Should I buy Aston Martin (LSE:AML) shares? This is a question I’ve asked myself a few times over the years.
Fortunately, the answer has always been no after digging into the investment case. I say ‘fortunately’ because the share price has literally fallen off a cliff since the James Bond carmaker went public in 2018.
We’re looking at a plunge of 98.5%!
The more recent performance hasn’t been any better, with the FTSE 250 stock down around 40% since the start of 2025. This means a £5,000 investment made back then is now worth just £3,000.
But with the share price trading near an all-time low, is it time I finally invested?
I love the brand
When I look at Aston Martin, I see a handful of things I like. The most obvious one is that it makes truly beautiful cars that get noticed.
I saw this recently when a green DB12 Volante motored past, turning almost every head as it went by. Not many cars do that, and I imagine the reaction would be even more pronounced in summer with the roof down.
Meanwhile, the iconic brand will forever be associated with James Bond, making it unique. As a big 007 fan myself, I’d think nothing of buying a couple of Astons if my numbers came up on the EuroMillions jackpot this week.

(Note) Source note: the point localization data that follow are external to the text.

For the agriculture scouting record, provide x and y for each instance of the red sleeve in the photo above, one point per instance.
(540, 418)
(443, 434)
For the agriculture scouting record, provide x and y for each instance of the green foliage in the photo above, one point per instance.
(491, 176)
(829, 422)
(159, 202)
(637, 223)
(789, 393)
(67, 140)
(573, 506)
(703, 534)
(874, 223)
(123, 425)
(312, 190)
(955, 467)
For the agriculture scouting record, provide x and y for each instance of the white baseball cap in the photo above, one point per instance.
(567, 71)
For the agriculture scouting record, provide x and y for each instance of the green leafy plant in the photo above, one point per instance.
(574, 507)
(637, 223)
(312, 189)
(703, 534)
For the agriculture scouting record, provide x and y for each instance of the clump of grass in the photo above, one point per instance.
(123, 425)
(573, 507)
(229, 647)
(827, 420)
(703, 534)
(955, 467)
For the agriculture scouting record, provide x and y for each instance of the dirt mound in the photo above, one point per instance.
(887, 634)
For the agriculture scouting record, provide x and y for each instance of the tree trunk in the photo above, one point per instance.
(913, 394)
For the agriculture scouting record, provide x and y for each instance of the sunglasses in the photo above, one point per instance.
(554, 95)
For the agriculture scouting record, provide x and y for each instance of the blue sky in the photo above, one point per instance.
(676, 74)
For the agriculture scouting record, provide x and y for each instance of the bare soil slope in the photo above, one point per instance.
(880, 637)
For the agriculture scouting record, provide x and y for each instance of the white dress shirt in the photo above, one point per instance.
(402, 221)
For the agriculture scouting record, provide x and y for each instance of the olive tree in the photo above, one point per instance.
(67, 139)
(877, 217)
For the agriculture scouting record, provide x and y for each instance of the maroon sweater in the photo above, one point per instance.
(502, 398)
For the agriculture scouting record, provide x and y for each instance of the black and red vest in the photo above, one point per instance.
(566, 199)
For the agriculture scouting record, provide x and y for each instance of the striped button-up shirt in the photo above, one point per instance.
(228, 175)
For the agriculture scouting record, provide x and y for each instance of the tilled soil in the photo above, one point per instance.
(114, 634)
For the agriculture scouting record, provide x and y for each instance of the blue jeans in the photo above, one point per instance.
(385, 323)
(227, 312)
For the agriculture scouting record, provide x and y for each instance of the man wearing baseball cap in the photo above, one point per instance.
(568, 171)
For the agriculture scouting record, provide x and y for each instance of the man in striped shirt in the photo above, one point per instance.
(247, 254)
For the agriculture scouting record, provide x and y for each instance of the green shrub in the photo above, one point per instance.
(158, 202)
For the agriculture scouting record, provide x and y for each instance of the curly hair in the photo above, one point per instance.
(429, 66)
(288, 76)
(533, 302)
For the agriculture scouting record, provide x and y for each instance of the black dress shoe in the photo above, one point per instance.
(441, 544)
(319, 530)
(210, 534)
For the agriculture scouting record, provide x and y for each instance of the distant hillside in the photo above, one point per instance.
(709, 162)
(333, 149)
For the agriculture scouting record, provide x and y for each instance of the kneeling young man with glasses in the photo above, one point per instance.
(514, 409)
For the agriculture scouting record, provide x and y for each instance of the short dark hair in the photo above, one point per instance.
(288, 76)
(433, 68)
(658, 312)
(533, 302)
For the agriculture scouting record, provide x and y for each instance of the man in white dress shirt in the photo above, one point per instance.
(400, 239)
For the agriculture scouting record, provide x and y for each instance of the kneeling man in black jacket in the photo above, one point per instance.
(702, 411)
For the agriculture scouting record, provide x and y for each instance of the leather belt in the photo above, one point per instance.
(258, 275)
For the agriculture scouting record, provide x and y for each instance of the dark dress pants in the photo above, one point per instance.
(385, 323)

A higher-performance DB12 S was unveiled late last year, hot on the heels of the Vantage S and DBX S. The company has also started deliveries of its Valhalla hypercar, whose cost reportedly exceeds £1m after personalisation.
These new models and limited-edition supercars have the potential to increase the firm’s profitability moving forward, assuming they sell.
What about the stock?
If most of that sounded a bit like a gushing Top Gear piece, it’s because the cars are far more impressive than Aston Martin the company right now.

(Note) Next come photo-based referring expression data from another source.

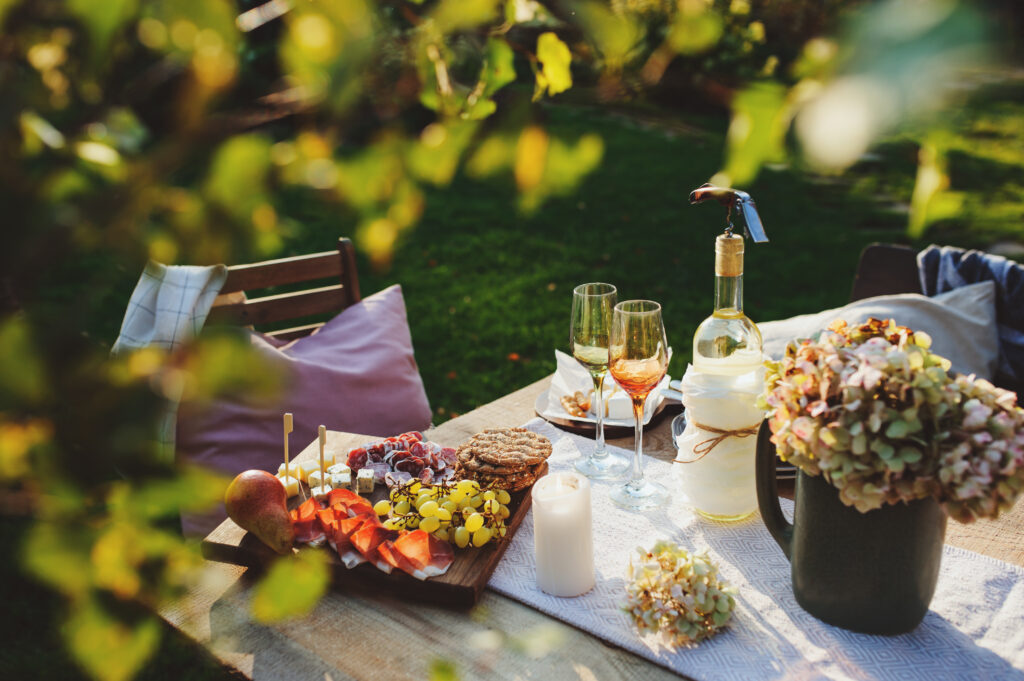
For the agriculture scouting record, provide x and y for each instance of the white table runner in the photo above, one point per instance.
(974, 630)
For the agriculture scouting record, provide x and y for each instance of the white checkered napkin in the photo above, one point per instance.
(169, 305)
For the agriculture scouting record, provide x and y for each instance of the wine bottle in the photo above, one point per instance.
(727, 343)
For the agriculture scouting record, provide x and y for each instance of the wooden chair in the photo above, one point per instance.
(886, 269)
(243, 310)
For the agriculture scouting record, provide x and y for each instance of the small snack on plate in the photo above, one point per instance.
(316, 478)
(504, 458)
(307, 467)
(365, 480)
(320, 493)
(291, 484)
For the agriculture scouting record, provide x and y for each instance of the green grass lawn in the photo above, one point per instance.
(488, 290)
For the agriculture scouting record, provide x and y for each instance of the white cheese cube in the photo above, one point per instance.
(291, 484)
(315, 478)
(339, 468)
(365, 480)
(321, 492)
(306, 467)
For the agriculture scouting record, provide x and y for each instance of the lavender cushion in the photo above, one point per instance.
(355, 374)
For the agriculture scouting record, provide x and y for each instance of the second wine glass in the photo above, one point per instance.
(589, 332)
(638, 357)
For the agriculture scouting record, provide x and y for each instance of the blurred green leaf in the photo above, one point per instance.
(58, 555)
(237, 180)
(102, 19)
(442, 670)
(108, 647)
(555, 57)
(453, 15)
(760, 118)
(23, 376)
(291, 588)
(695, 28)
(931, 200)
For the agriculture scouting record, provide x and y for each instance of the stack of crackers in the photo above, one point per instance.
(504, 458)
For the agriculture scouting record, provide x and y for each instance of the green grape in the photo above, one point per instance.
(474, 522)
(468, 486)
(481, 537)
(461, 537)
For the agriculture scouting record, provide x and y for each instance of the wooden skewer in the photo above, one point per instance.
(322, 431)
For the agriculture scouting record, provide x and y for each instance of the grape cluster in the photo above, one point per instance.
(461, 513)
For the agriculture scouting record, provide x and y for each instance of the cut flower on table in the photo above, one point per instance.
(876, 413)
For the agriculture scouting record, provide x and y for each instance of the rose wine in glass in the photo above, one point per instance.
(589, 333)
(638, 356)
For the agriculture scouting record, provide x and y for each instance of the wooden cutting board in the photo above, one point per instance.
(460, 587)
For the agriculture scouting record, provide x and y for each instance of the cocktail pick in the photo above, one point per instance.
(322, 431)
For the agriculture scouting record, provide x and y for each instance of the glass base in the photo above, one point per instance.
(724, 518)
(611, 465)
(644, 497)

In 2025, it was battered by gale-force headwinds. These included US tariffs, weak demand in China, where it has been hit with a change in luxury taxation, and a global slowdown in the luxury car market. It has suffered production delays and repeatedly issued profit warnings.
Due to these setbacks, loss-making Aston Martin scrapped its goal of becoming free cash flow positive in the second half of 2025. And while it’s optimising the cost base, it still expects to report a full-year underlying operating loss of at least £110m.

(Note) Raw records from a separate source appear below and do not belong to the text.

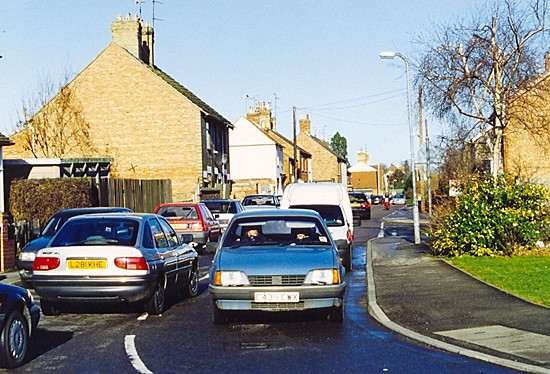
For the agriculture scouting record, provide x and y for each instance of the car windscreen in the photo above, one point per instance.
(276, 231)
(332, 214)
(97, 231)
(179, 212)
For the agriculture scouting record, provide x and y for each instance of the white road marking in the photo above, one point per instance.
(133, 355)
(143, 317)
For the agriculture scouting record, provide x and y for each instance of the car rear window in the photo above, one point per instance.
(97, 231)
(332, 214)
(178, 212)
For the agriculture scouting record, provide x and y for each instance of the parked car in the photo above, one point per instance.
(115, 257)
(376, 199)
(261, 201)
(331, 201)
(360, 204)
(289, 263)
(399, 199)
(224, 209)
(25, 259)
(192, 221)
(19, 316)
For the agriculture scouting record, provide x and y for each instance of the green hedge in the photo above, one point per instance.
(42, 198)
(495, 217)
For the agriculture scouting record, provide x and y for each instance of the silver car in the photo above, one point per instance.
(277, 260)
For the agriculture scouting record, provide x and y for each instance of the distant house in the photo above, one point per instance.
(263, 159)
(326, 166)
(147, 123)
(527, 133)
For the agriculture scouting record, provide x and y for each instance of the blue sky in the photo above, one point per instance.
(321, 56)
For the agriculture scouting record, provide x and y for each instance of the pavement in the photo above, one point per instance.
(426, 299)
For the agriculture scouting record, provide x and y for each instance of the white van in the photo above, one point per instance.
(331, 201)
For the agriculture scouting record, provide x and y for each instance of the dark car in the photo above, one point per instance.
(360, 204)
(19, 316)
(26, 257)
(192, 219)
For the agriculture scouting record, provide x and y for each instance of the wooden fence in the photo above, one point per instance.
(140, 195)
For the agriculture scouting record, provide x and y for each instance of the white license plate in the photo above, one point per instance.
(276, 297)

Meanwhile, the balance sheet worries me here. Net debt increased 14% in Q3 to £1.38bn, and the financing costs are very high. For context, the firm’s market cap is only £635m!
Finally, the carmaker has pushed back plans for its first EVs, which has raised serious doubts about its long-term electrification strategy.
My move
The best companies are the ones that consistently set a target and overdeliver. For Aston Martin, it has been the opposite, with a track record of overpromising and under-delivering.
However, management says 2026 will be the year it expects “profitability and cash flow to materially improve”. This will be driven by approximately 500 Valhalla deliveries.
Personally, I need to see convincing evidence that the firm has turned a corner before I would consider investing. I see far better opportunities for my ISA elsewhere in the FTSE 250 today.